Abstract
Next generation sequencing (NGS) is routinely used in clinical genetic testing. Quality management of NGS testing is essential to ensure performance is consistently and rigorously evaluated. Three primary metrics are used in NGS quality evaluation: depth of coverage, base quality and mapping quality. To provide consistency and transparency in the utilisation of these metrics we present the Quality Sequencing Minimum (QSM). The QSM defines the minimum quality requirement a laboratory has selected for depth of coverage (C), base quality (B) and mapping quality (M) and can be applied per base, exon, gene or other genomic region, as appropriate. The QSM format is CX_BY(P Y)_MZ(P Z). X is the parameter threshold for C, Y the parameter threshold for B, P Y the percentage of reads that must reach Y, Z the parameter threshold for M, P Z the percentage of reads that must reach Z. The data underlying the QSM is in the BAM file, so a QSM can be easily and automatically calculated in any NGS pipeline. We used the QSM to optimise cancer predisposition gene testing using the TruSight Cancer Panel (TSCP). We set the QSM as C50_B10(85)_M20(95). Test regions falling below the QSM were automatically flagged for review, with 100/1471 test regions QSM-flagged in multiple individuals. Supplementing these regions with 132 additional probes improved performance in 85/100. We also used the QSM to optimise testing of genes with pseudogenes such as PTEN and PMS2. In TSCP data from 960 individuals the median number of regions that passed QSM per sample was 1429 (97%).

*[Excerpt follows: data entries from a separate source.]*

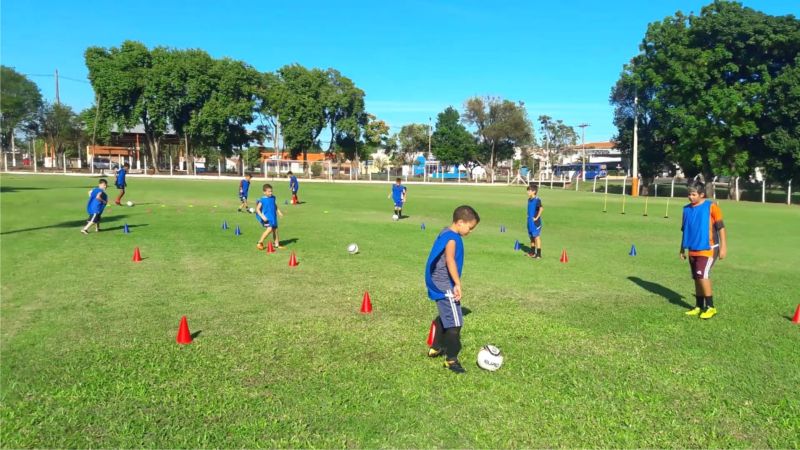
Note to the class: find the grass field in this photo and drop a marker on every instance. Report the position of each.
(598, 351)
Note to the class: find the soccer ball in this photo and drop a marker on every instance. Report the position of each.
(490, 358)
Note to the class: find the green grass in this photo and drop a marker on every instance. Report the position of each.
(598, 351)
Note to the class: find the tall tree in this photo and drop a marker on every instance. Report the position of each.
(703, 86)
(300, 102)
(452, 143)
(20, 101)
(501, 125)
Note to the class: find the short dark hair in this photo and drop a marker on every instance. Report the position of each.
(466, 213)
(696, 186)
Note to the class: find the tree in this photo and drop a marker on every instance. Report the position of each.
(557, 137)
(300, 102)
(452, 143)
(20, 101)
(412, 139)
(501, 125)
(703, 85)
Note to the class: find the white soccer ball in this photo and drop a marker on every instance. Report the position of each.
(490, 358)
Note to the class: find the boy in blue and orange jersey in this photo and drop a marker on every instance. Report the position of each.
(98, 199)
(294, 186)
(705, 238)
(398, 196)
(443, 280)
(120, 182)
(534, 221)
(244, 189)
(267, 213)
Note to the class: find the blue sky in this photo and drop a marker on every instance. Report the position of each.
(412, 58)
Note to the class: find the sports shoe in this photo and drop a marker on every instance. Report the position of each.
(454, 366)
(693, 312)
(709, 313)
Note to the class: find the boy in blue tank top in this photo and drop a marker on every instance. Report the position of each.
(267, 214)
(443, 280)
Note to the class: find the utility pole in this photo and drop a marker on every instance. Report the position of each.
(58, 100)
(635, 179)
(583, 148)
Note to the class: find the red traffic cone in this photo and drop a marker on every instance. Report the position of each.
(366, 304)
(432, 333)
(184, 337)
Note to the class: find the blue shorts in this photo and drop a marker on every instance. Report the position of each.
(535, 229)
(450, 311)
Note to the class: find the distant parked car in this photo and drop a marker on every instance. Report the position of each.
(104, 163)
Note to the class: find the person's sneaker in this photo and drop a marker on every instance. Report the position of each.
(693, 312)
(434, 352)
(454, 366)
(709, 313)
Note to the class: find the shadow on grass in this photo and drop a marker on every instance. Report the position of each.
(120, 227)
(670, 295)
(68, 224)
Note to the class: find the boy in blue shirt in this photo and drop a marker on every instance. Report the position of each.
(294, 186)
(98, 199)
(267, 213)
(244, 189)
(534, 221)
(443, 280)
(398, 195)
(120, 182)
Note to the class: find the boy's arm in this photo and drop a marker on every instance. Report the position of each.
(452, 269)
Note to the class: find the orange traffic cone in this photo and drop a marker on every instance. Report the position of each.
(366, 304)
(432, 333)
(184, 337)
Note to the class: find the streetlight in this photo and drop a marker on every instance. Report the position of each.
(583, 148)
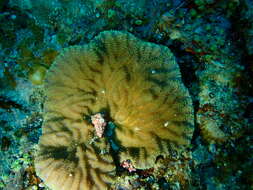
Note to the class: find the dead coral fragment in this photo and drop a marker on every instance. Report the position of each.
(140, 85)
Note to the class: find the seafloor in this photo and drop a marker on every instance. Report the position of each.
(212, 41)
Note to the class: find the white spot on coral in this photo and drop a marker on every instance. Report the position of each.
(166, 124)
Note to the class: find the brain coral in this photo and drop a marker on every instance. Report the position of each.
(137, 83)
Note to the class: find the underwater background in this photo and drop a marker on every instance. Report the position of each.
(212, 41)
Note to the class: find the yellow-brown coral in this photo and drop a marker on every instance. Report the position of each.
(138, 83)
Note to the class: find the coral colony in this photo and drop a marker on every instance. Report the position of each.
(126, 94)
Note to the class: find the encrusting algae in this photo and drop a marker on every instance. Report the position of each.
(136, 84)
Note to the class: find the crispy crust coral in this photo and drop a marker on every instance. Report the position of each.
(137, 83)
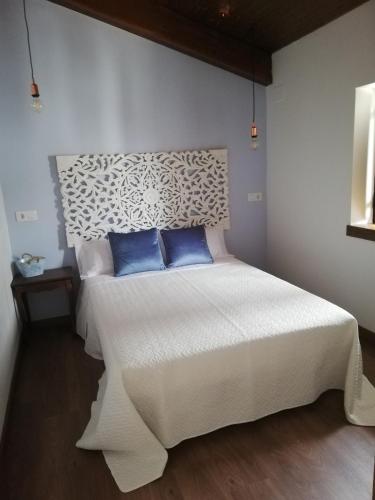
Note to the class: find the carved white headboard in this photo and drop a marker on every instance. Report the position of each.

Importantly, the QSM can be used at an individual report level to provide succinct, comprehensive quality assurance information about individual test performance. We believe many laboratories would find the QSM useful. Furthermore, widespread adoption of the QSM would facilitate consistent, transparent reporting of genetic test performance by different laboratories.
Highlights
Generation sequencing (NGS) is routinely used to investigate if genomic variation has caused, or has the potential to cause human disease in clinical and research settings[1]
The TGLclinical analytical pipeline includes CASAVA v.1.8.2 to demultiplex and create FASTQs per sample from the raw base call (BCL) files and Stampy v.1.0.2013 with BWA v.0.7.5a pre-mapping[14] to map sequence reads to the human reference genome (GRCh37)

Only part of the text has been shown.